By AFP     May 26, 2017 in World

Greek police on Friday sought to determine how a letter bomb wounded former prime minister Lucas Papademos despite security checks that were allegedly beefed up after a wave of similar attacks in March.

"We want to determine whether security procedures were followed," a police source told AFP, hours after Papademos and two guards were injured by the bomb that exploded as they rode in an armoured car in Athens.

"The fact that the attackers managed to get past security is worrying," the source said, adding that experts were trying to determine the nature of explosive used.

Papademos sustained superficial injuries to the chest, abdomen and legs, Evangelismos Hospital in Athens said, after he apparently opened his mail whilst riding in the car.

The 69-year-old economist was in stable condition but is expected to remain in intensive care for at least two days, doctors said.

The police source said the attack was "largely symbolic" given Papademos' injuries despite his proximity to the letter bomb.

Forensic experts search for evidence in and around the car of Greek former prime minister Lucas Papa...
Forensic experts search for evidence in and around the car of Greek former prime minister Lucas Papademos in Athens on May 25, 2017
Angelos Tzortzinis, AFP

Calls have already gone out to individuals who could be potential targets to boost security, and to the Greek postal service to step up searches for other similar devices.

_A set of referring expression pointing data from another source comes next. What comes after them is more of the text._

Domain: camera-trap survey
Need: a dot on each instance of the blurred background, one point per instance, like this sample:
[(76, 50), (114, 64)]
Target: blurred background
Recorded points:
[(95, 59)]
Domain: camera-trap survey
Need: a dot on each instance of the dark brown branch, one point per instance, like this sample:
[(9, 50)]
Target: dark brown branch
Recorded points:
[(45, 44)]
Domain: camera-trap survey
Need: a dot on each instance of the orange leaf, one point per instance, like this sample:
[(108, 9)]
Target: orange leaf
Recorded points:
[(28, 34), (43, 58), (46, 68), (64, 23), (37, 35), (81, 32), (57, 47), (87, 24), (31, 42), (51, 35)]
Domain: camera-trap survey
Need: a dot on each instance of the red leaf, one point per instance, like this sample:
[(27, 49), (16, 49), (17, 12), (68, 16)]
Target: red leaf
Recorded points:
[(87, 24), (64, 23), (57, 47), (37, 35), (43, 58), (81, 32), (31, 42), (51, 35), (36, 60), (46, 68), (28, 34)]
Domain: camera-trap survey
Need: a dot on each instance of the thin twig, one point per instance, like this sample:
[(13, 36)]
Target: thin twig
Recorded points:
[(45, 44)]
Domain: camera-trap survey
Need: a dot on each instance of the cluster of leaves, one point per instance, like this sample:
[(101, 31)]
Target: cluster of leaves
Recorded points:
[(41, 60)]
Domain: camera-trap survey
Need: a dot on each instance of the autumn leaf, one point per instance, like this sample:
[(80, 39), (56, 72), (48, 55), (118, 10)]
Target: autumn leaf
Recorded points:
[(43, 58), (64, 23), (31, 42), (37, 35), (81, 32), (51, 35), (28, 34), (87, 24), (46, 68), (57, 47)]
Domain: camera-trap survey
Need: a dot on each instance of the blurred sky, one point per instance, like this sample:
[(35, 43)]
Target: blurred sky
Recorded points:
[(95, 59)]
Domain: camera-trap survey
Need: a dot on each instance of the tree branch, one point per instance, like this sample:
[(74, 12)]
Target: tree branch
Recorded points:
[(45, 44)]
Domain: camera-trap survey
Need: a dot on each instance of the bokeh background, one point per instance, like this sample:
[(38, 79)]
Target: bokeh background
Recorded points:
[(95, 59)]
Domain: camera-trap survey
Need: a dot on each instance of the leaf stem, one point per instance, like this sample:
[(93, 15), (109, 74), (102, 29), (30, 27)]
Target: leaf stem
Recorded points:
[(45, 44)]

Leaders of all parties and former prime ministers condemned the attack, the first against an incumbent or former leader in decades.

The methodology is similar to that used by Conspiracy of Fire Nuclei, a domestic far-left group which in March mailed a letter bomb that injured a secretary at the International Monetary Fund in Paris.

The group had earlier claimed responsibility for an explosive device, also sent from Greece, that was discovered by the police at the offices of German Finance Minister Wolfgang Schaeuble.

The bombs contained gunpowder used in firecrackers, police said.

In 2011, several of its members, many of whom were very young, were convicted of "participating in a criminal organisation" and given long prison sentences.

Greek former prime minister Lucas Papademos  pictured in 2012  was rushed to hospital after an explo...
Greek former prime minister Lucas Papademos, pictured in 2012, was rushed to hospital after an explosive went off inside his car
LOUISA GOULIAMAKI, AFP/File

But three years later the group announced its return and has since committed sporadic attacks.

Papademos served as prime minister from November 2011 to May 2012 after the resignation of George Papandreou's socialist government, steering a batch of austerity measures through parliament before stepping down for elections to be held.

In 2012, Papademos's government negotiated a huge write-down of the country's privately held debt.

The move was widely criticised at the time, as Greek social insurance funds lost millions of euros in the process.

Papademos also drew fire for letting members of a far-right party join his coalition government.